Pada zaman pemerintahan Belanda, struktur kepemimpinan dan kelembagaan komunitas adat mulai terpengaruh oleh bentuk pemerintahan yang dianut. Pembentukan kampung sebagai suatu bentuk pemukiman kelompok marga merupakan awal legitimasi kelembagaan adat oleh pemerintah. Pemerintah Belanda masih menghargai tatanan struktur kepemimpinan dalam kelembagaan adat. Namun beberapa kepala marga/klan (dusun) tidak bersedia bergabung dengan sistem pemerintahan Belanda. Pemerintah mencoba dengan menunjuk tokoh penting dalam kelompok suku sebagai kepala Kampung (Koranu). Kepala kampung berfungsi sebagai fasilitator antara satu marga dengan marga lainnya dan juga sebagai mediator dengan pihak pemerintah Belanda dalam hal pemerintahan. Kewenangan adat kepala marga/klan tetap terpelihara, hanya dibatasi oleh bayangan semu penguasaan wilayah teritorial kampung. Pola penggabungan kelompok marga menurut unit pemukiman masyarakat adat menjadi satu wilayah pemerintahan kampung menjadi sumber konflik. Kampung menurut masyarakat adat tidak diakui dan Kepala Kampung (Koranu) yang ditetapkan oleh pemerintah Belanda tidak diakui keberadaannya oleh kepala marga. Pada saat inilah terjadi transformasi sosial dalam hal kepemilikan sumberdaya alam. Pemerintah mulai mengambil alih hak pemilikan dan penguasaan sumberdaya alam dari kelompok marga komunitas adat.

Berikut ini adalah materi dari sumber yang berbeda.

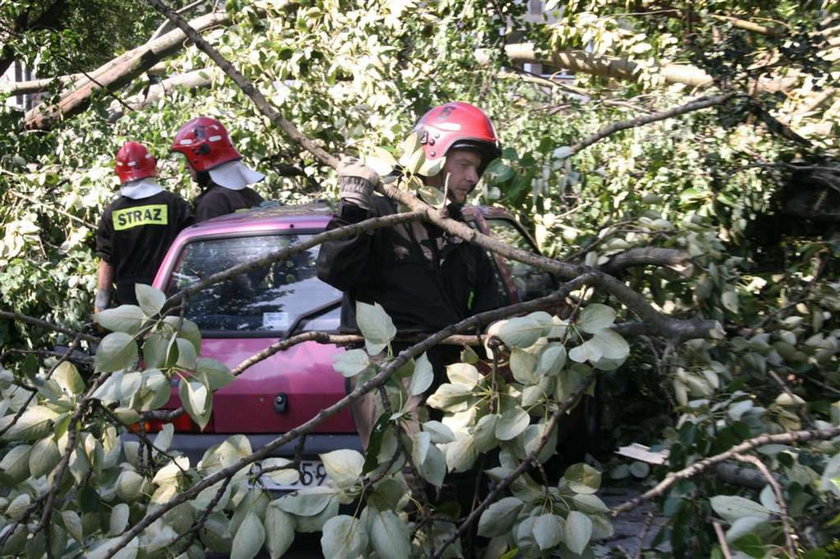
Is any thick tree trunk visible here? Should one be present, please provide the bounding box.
[24,13,229,129]
[505,43,796,92]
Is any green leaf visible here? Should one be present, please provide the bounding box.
[193,357,236,392]
[115,470,143,502]
[408,353,435,396]
[52,361,85,395]
[569,340,603,363]
[143,334,176,369]
[563,463,601,495]
[726,516,770,544]
[321,514,368,559]
[426,383,473,413]
[446,363,484,388]
[443,436,478,472]
[276,487,335,516]
[709,495,770,523]
[510,347,537,384]
[589,330,630,359]
[5,493,32,520]
[178,378,213,429]
[0,444,32,486]
[356,301,397,355]
[488,316,543,349]
[370,510,411,558]
[333,349,370,378]
[175,338,198,371]
[720,289,738,314]
[532,514,564,550]
[152,423,175,452]
[61,510,84,543]
[577,303,615,334]
[108,503,130,536]
[320,449,365,489]
[423,420,455,444]
[29,437,61,478]
[470,413,499,454]
[138,369,172,411]
[478,497,525,538]
[417,157,446,177]
[230,512,265,559]
[94,332,137,373]
[496,406,531,441]
[93,305,146,334]
[264,501,295,559]
[417,445,446,487]
[536,344,566,376]
[572,493,610,514]
[565,510,592,555]
[3,406,61,441]
[163,316,201,352]
[134,283,166,316]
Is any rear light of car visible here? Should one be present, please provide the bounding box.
[129,413,214,433]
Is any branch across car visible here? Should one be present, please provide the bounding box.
[135,204,557,489]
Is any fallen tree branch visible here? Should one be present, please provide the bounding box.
[567,93,736,157]
[734,454,798,557]
[146,0,338,169]
[433,366,596,559]
[598,247,691,275]
[103,273,593,559]
[108,67,222,121]
[141,0,720,340]
[612,427,840,516]
[0,311,100,342]
[505,43,797,93]
[24,13,229,130]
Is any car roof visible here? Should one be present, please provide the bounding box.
[182,200,510,238]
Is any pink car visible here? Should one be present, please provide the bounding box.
[139,204,556,489]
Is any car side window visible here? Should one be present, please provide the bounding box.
[487,218,557,301]
[167,235,341,335]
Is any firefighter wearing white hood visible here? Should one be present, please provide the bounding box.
[170,116,265,222]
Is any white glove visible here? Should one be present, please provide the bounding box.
[338,157,380,210]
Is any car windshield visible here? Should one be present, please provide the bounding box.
[167,235,341,336]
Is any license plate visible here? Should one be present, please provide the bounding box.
[260,460,327,491]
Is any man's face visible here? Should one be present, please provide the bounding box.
[433,149,481,204]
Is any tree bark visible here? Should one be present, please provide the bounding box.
[24,13,229,130]
[505,43,796,92]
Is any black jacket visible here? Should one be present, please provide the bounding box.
[96,190,193,304]
[194,183,263,222]
[318,196,504,332]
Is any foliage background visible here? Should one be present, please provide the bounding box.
[0,0,840,555]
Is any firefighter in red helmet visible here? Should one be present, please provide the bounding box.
[94,142,193,312]
[318,102,504,443]
[170,116,265,221]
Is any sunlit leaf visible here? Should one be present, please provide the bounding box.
[478,497,525,538]
[370,510,411,557]
[333,349,370,377]
[321,515,368,559]
[565,510,592,555]
[93,305,146,334]
[134,283,166,316]
[320,449,365,489]
[356,301,397,355]
[95,332,137,373]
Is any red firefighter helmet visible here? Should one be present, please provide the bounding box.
[114,142,157,184]
[414,101,502,172]
[169,116,242,171]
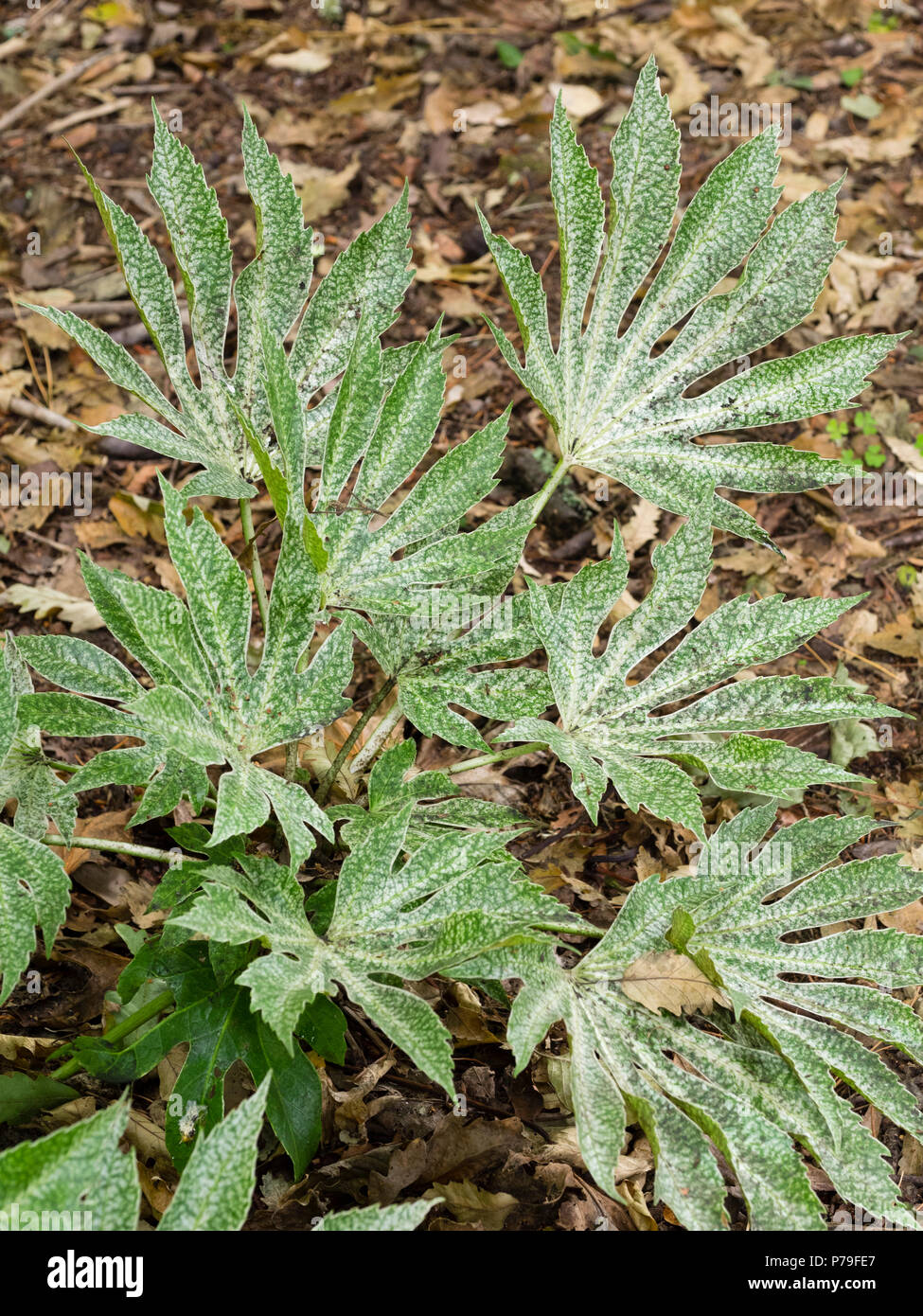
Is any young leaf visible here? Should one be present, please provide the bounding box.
[354,588,552,749]
[157,1079,269,1233]
[308,316,531,616]
[75,936,321,1178]
[481,57,899,542]
[327,739,532,850]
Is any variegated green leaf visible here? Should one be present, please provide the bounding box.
[157,1077,270,1233]
[0,1101,141,1232]
[482,57,898,542]
[174,802,582,1091]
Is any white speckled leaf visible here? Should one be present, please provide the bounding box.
[0,826,71,1005]
[174,802,583,1093]
[0,1101,141,1233]
[498,502,902,836]
[312,1198,434,1233]
[482,58,898,542]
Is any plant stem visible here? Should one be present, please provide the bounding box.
[350,702,404,776]
[43,831,186,863]
[447,741,548,773]
[317,676,395,804]
[240,497,269,635]
[48,991,172,1082]
[532,456,570,521]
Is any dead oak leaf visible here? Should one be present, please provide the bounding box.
[621,951,727,1015]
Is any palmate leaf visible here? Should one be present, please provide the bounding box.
[0,1101,141,1232]
[0,824,71,1005]
[496,503,903,837]
[489,807,923,1231]
[0,635,76,840]
[306,322,535,616]
[20,107,410,497]
[482,57,899,542]
[18,482,353,864]
[74,936,319,1177]
[327,739,532,850]
[172,803,583,1093]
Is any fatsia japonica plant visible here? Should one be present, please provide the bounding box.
[0,62,923,1229]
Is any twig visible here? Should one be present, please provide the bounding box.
[349,702,404,776]
[0,50,114,132]
[43,831,186,863]
[317,676,395,804]
[0,398,79,435]
[0,297,134,320]
[447,741,548,773]
[240,497,269,635]
[48,991,174,1083]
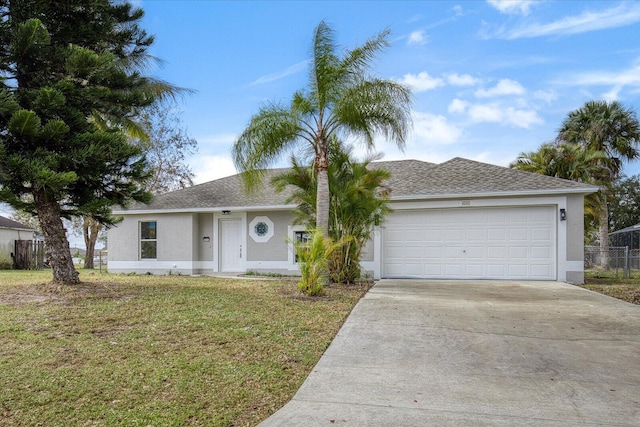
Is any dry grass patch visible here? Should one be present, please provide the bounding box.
[0,271,366,426]
[583,270,640,304]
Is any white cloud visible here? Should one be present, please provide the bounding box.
[251,59,309,86]
[412,111,462,145]
[495,2,640,39]
[556,61,640,101]
[446,73,480,86]
[407,30,429,45]
[196,133,238,147]
[533,90,558,104]
[487,0,538,16]
[468,104,504,123]
[190,155,236,184]
[447,98,469,113]
[467,103,543,129]
[504,107,543,129]
[475,79,525,98]
[564,65,640,87]
[401,71,444,92]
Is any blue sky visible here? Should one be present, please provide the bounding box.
[136,0,640,182]
[0,0,640,227]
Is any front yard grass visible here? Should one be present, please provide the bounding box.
[582,270,640,304]
[0,271,367,426]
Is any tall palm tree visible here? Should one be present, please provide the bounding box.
[509,142,609,244]
[271,139,391,283]
[558,101,640,265]
[232,21,411,236]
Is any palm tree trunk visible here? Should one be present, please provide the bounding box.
[316,169,331,237]
[33,191,80,285]
[598,203,609,269]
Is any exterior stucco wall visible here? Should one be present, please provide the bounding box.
[567,196,584,261]
[565,195,584,284]
[247,211,294,261]
[360,239,374,261]
[0,228,33,268]
[194,214,215,261]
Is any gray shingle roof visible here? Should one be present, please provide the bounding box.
[117,157,596,212]
[391,157,593,198]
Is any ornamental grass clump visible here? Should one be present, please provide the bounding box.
[295,229,341,296]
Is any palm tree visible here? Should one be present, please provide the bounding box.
[232,21,411,236]
[558,101,640,265]
[509,142,608,244]
[271,140,391,283]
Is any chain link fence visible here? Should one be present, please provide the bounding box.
[584,246,640,278]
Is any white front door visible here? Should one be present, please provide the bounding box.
[220,219,242,272]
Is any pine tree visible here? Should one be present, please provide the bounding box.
[0,0,171,284]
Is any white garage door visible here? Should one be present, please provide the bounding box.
[383,206,556,280]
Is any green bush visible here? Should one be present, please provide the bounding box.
[296,230,341,296]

Pada saat itu, mulai terjadi pembentukan kelompok marga ekslusif dan sifat primodialisme kelompok marga mulai terpelihara. Kelompok marga/suku yang kooperatif dengan pemerintah belanda merasa memiliki derajat yang lebih tinggi dibanding dengan saudaranya yang lain yang tidak kooperatif.
Pada zaman pemerintahan Republik Indonesia hingga otonomi khusus sekarang ini, kebijakan pemerintah adalah membentuk kampung – kampung induk. Pembentukan kampung induk dan pembentukan wilayah pemukiman baru dengan dalih untuk membuka isolasi guna mempermudah pelayanan dan pemerataan pembangunan. Dengan model demikian, maka terjadilah perubahan status kepemilikan wilayah teritorial suatu marga kepada marga lain bahkan telah terjadi perselisihan diantara marga. Hal ini terjadi karena sesuai dengan pola kepemilikan dan penguasaan lahan, hak adat masih berada pada marga asli.
Kepala Kampung adalah pemegang dan pengendali kekuasaan pemerintahan dan tidak ada kewenangan kekuaasaan lain di kampung. Peranan kepala marga dan tokoh gereja mulai terkucilkan dan diganti dengan kepala Kampung. Untuk mengakomodir tuntutan komunitas adat, pemerintah membentuk Lembaga Masyarakat Desa (LMD) atau Lembaga Ketahanan Masyarakat Desa (LKMD). LMD/LKMD merupakan badan perwakilan masyarakat untuk melengkapi struktur pemerintahan Desa/Kampung.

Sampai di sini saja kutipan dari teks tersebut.